Identification of germ cell-specific Mga variant mRNA that promotes meiotic entry via impediment of a non-canonical PRC1

Abstract

Transition from mitosis to meiosis in cell division is a fundamental process of gametogenesis. This transition is thought to be largely controlled by the exchange of relative dominance between positive and negative regulation by the retinoic acid/Stra8 signal cascade and a non-canonical PRC1 (PRC1.6), respectively.
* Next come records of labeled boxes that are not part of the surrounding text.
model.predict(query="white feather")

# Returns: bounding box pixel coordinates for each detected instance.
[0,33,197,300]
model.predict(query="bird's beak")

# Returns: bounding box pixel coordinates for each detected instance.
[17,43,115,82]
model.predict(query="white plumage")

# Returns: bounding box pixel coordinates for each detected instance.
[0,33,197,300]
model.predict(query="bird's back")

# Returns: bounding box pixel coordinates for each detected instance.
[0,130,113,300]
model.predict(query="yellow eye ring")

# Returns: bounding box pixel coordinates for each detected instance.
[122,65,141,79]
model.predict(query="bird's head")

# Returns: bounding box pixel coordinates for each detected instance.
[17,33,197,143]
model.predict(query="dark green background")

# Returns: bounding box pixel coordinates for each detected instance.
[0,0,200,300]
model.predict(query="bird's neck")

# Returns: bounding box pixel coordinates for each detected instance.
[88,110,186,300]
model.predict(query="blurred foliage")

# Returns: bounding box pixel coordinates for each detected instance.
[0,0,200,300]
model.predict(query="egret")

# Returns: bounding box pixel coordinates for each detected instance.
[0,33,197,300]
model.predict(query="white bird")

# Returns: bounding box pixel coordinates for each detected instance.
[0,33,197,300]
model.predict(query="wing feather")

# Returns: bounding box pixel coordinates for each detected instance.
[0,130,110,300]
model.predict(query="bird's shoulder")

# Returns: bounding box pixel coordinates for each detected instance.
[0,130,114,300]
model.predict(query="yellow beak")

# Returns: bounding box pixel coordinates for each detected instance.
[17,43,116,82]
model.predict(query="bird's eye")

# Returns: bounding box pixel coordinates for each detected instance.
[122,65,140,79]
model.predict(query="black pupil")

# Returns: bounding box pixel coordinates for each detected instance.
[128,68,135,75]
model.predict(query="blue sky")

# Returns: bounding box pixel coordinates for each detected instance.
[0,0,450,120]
We have previously demonstrated that germ cells have transcriptionally and/or post-translationally reduced levels of MAX, a component of PRC1.6, immediately prior to meiotic onset, leading to alleviation of the negative effect of PRC1.6 against meiotic onset. Here, we found that germ cells produced Mga variant mRNA bearing a premature termination codon (PTC) during meiosis as an additional mechanism to impede the function of PRC1.6. Our data indicated that spermatocytes and/or round spermatids produced an anomalous MGA protein lacking the bHLHZ domain from the variant mRNA and therefore functioned as a dominant negative regulator of PRC1.6 by exquisitely using their inefficient background of PTC-mediated nonsense-mediated mRNA decay. Thus, our data indicate that meiotic onset of male germ cells is controlled in a multi-layered manner in which both MAX and MGA, which constitute the core of PRC1.6 by their interaction, are at least used as targets to deteriorate the integrity of the complex to ensure initiation of meiosis.